Tales from inside the ring...

So on Tues night I got on my pony and she was *spun*. Not bad -- no bucking, no spinning, nothing particularly exciting, just ADD and wanting to run. And as a racehorse, she's reasonably good at that *g*. So she wanted gallop and I wanted trot and we compromised in a nice (read incredibly powerful, but marginally contained) canter. And it was quite an impressive canter, I will give her that :) So we started this shortly after the beginner kid I was riding around got on, and were *still* cantering when her lesson was over and she got off. On the plus side, it turns out both Sienna and I are reasonably fit. On the down side . . . really??? Seriously was that actually necessary? My originally plan of "w/u, jump outdoor course, entire ride done in <40mins" was entirely shot as two HOURS later I had a horse I could actually ride. Sheesh. The strange thing is, she it wasn't like she lost it (as TBs are wont to do) -- I've been there w/ her before and at that point you get off and try again a few hours later cause she won't come down from that. But she never switched off mentally, she just wanted to go. And go. And go.

Anyways so Wed night we have a dr lesson and I'm thinking she'll either be tired but perfect, or lose it entirely. So get there n hop on to warm up and she's perfect. Relaxed, quiet, all good :) Even somewhat connected *g* All good. Start to work, still pretty good. Then try to canter. This was less than successful. *sigh* That whole 3rd gait has been an issue lately and I figure really she had enough of it on Tues *g*. Fortunately for all involved my rather awesome coach has a good sense of when to push and when to back off and changed the subject before both horse and rider had a meltdown. hahaha Even better was that when both brains had been reinstalled she brought it up again for another try -- so it wasn't just give up for the day but repeat it when there's a chance it might actually work.

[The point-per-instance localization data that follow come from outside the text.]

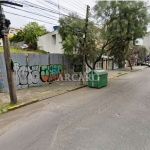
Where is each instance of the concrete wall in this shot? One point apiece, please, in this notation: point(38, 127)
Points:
point(3, 75)
point(51, 43)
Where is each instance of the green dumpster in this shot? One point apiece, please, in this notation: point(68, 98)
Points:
point(97, 78)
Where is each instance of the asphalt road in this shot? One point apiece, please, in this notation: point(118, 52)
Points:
point(116, 117)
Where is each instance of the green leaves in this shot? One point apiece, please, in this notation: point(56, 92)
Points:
point(29, 34)
point(122, 23)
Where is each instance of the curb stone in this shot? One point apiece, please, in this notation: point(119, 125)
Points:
point(69, 90)
point(36, 100)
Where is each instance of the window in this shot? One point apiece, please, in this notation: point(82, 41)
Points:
point(54, 39)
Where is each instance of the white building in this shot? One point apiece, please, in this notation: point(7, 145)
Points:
point(146, 41)
point(12, 32)
point(51, 43)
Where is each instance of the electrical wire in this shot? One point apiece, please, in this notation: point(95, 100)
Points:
point(32, 13)
point(61, 7)
point(76, 6)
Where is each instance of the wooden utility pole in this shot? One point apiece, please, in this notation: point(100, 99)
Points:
point(4, 29)
point(84, 43)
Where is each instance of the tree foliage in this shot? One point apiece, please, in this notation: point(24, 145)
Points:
point(71, 31)
point(29, 34)
point(122, 23)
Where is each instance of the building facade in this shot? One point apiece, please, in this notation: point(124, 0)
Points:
point(51, 43)
point(12, 32)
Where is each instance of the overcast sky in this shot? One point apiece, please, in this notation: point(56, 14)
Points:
point(78, 6)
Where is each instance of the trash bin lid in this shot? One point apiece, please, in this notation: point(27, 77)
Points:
point(98, 72)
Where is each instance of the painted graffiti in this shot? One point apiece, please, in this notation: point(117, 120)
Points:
point(1, 77)
point(32, 75)
point(26, 75)
point(50, 72)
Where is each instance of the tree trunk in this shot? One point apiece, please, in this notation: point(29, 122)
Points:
point(130, 64)
point(88, 63)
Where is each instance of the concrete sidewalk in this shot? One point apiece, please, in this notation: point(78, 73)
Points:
point(34, 94)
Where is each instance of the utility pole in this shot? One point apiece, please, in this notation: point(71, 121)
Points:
point(4, 29)
point(84, 42)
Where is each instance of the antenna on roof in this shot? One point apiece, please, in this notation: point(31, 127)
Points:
point(10, 2)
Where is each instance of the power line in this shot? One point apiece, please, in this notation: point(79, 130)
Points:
point(32, 13)
point(61, 7)
point(30, 18)
point(76, 6)
point(80, 3)
point(46, 5)
point(40, 8)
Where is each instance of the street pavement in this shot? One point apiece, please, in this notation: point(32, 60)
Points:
point(45, 91)
point(116, 117)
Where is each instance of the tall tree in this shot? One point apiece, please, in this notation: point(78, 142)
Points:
point(29, 34)
point(71, 31)
point(122, 23)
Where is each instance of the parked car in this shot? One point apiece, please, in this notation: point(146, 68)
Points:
point(24, 46)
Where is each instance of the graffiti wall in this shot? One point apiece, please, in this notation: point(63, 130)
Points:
point(33, 69)
point(50, 72)
point(25, 75)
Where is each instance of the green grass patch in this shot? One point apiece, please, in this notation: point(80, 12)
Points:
point(15, 50)
point(5, 107)
point(120, 73)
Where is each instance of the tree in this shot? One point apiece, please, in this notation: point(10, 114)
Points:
point(137, 52)
point(71, 31)
point(122, 23)
point(29, 34)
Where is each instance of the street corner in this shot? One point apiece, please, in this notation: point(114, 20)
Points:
point(22, 104)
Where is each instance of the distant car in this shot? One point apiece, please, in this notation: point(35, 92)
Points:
point(24, 46)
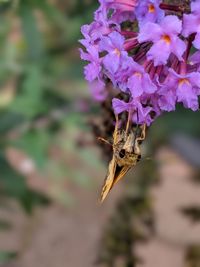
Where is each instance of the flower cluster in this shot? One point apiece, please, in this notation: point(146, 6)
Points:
point(146, 52)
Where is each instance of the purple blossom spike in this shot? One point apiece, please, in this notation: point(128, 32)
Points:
point(114, 45)
point(149, 51)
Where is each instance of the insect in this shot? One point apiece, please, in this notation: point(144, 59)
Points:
point(126, 154)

Comment of the night: "you can't cheat on this horse." hahahaha those of you who knew my DQ superstar pony Zel will understand the difference; those of you who don't know Zel, realize that the average sack of potatoes could take that horse into the dressage ring and still score 8s and 9s. So yes, I've been spoiled. Apparently riding one who can't do it naturally is going to make me a much better rider. This is what I'm going to keep telling myself anyways >;-P

So in the end was it good? Not particularly. Was it better? Absolutely. And the plus -- the trot got way better :) hahaha so we can nail that walk-trot test next month!